# What do you think about transcriptions?



## aallee (Mar 19, 2019)

HI, I am saxophone player. I would like to know your opinion about transcriptions in general. I think that this is a very interesting theme with very different opinions.

Here I share with youth a recent recording of the Paganini's caprice N.1 played with saxophone.






Best,
Alex


----------



## Larkenfield (Jun 5, 2017)

Congratulations. Well done! I have no problem with this transcription or the idea of transcriptions in general. They can expand what music is available for certain instruments, and as a life-long exponent of the saxophone myself, any additions to the repertoire can be helpful to everyone. Wonderful playing.


----------



## aallee (Mar 19, 2019)

Dear Larkenfield, 
Thank you very much. : )


----------



## premont (May 7, 2015)

Transcriptions first and foremost serve the purpose to give instrumentalists a chance to play music not written for their own instrument.

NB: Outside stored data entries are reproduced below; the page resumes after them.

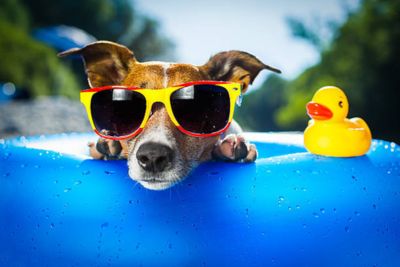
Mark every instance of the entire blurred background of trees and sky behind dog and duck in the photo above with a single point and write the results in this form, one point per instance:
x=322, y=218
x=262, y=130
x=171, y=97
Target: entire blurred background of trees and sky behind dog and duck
x=353, y=44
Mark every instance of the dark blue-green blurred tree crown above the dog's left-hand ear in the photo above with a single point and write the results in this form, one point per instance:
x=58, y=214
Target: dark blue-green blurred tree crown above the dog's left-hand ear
x=113, y=20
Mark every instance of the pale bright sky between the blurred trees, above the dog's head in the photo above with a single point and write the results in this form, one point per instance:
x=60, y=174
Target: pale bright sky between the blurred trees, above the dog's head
x=200, y=29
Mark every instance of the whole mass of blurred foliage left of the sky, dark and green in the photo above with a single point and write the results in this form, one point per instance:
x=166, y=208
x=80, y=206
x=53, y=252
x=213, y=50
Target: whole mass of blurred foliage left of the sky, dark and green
x=35, y=67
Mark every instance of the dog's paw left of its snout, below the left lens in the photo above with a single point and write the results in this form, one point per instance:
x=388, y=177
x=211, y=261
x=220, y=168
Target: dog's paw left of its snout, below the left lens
x=107, y=149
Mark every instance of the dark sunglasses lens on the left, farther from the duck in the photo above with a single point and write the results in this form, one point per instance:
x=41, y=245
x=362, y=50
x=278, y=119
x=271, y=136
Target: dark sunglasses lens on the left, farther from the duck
x=118, y=112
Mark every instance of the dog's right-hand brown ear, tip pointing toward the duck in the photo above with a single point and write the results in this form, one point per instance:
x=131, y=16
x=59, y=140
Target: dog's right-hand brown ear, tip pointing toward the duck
x=235, y=66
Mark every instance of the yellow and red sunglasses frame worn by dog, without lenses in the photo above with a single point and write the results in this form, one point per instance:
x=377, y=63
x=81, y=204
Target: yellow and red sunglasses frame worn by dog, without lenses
x=163, y=96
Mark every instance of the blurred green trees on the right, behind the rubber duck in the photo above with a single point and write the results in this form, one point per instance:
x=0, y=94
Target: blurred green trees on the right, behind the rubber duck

To the listener transcriptions may be entertaining and sometimes illuminating, when other qualities of the music are put into the fore, e.g. piano transcriptions of orchestral music. But frankly spoken I have never heard a transcription which surpassed the original composition, not even some composers transcriptions of own works.


----------



## Sonata (Aug 7, 2010)

I am in favor of them


----------